Recebi, generosamente, da professora doutora Achiléa Lisboa Bittencourt, da Universidade Federal da Bahia, um exemplar da publicação Pro Dignitate Medicinae, escrita por seu pai dr. Achiles de Faria Lisboa, in memoriam, ao dr. Luiz Alfredo Netto Guterres. Essa obra é de suma importância para mater vivo na história do Maranhão o legado de humanismo na medicina deixado pelo dr. Netto Guterres.
No curso de sua descrição, dr. Aquiles Lisboa narra que conheceu o dr. Netto Guterres no Rio de Janeiro, no início do século XX, na Faculdade Nacional de bMedicina, onde ambos cursavam Medicina. Antes mesmo de graduar-se, o dr. Netto Guterres foi interno do Serviço de Pediatria da Santa Casa do Rio de Janeiro, sob a chefia do famoso pediatra Barata Ribeiro, onde se houve com tamanha dedicação e competência que, ao graduar-se médico, foi convidado para ser assistente desse renomado professor, mas preferiu voltar ao Maranhão. “Netto Guterres tinha esse mesmo vício espiritual de que também sofro e me ufano, e era um dos fios condutores dessa identidade sentimental que nos unia. Era visceralmemte, molecularmente, amigo do Maranhão e só nesta terra concebia a ventura de viver, trabalhando pela solução dos problemas sociais”.

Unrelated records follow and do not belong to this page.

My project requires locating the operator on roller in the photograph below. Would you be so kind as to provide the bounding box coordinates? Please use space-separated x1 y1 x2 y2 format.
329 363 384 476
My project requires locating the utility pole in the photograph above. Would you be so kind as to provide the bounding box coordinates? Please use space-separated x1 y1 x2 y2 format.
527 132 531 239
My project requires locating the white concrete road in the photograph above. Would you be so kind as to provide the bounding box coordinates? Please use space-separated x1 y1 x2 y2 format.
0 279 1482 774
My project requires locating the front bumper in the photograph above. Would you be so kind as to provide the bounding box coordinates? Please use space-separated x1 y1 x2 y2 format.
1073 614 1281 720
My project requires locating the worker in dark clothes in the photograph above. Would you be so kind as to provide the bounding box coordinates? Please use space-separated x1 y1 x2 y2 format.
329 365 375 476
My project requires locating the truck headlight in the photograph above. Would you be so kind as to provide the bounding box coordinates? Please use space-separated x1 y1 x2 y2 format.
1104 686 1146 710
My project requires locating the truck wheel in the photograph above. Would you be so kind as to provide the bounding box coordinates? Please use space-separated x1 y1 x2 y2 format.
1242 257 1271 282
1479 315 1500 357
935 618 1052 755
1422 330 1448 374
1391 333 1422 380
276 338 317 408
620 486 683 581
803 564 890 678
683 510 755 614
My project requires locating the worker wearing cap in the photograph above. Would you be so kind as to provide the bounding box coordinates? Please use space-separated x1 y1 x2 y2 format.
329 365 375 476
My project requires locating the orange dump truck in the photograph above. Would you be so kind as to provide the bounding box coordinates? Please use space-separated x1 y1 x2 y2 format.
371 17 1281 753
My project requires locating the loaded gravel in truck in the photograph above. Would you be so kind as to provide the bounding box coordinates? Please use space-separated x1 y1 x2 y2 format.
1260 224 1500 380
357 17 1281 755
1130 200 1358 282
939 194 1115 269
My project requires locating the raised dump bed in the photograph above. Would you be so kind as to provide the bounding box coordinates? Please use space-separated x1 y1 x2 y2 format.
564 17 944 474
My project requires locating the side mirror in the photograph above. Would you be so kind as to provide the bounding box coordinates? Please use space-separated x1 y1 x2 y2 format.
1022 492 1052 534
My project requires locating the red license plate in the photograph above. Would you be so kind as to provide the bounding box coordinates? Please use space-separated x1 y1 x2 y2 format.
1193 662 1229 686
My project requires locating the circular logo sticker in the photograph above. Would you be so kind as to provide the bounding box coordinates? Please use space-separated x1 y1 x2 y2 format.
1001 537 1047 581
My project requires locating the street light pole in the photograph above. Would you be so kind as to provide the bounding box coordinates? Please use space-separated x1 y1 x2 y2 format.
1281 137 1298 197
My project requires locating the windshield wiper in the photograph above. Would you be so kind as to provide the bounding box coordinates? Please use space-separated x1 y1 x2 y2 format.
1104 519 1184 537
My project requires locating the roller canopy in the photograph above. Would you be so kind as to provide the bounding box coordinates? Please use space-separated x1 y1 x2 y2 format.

E prossegue dr. Achiles: “(...) veio assim Netto Guterres para São Luís, onde seu devotamento lhe proporcionou esse gozo íntimo de viver aqui a amenizar as dores e a salvar a vida de muitos dos seus conterrâneos, sobretudo desses desamparados da fortuna, no meio dos quais pode dar a mais larga expansão aos seus instintivos sentimentos de caridade. Não era o médico para o ganho. Era sim, o sacerdote da medicina para lutar, levado apenas pelo, ditame íntimo da sua devoção aos pacientes”.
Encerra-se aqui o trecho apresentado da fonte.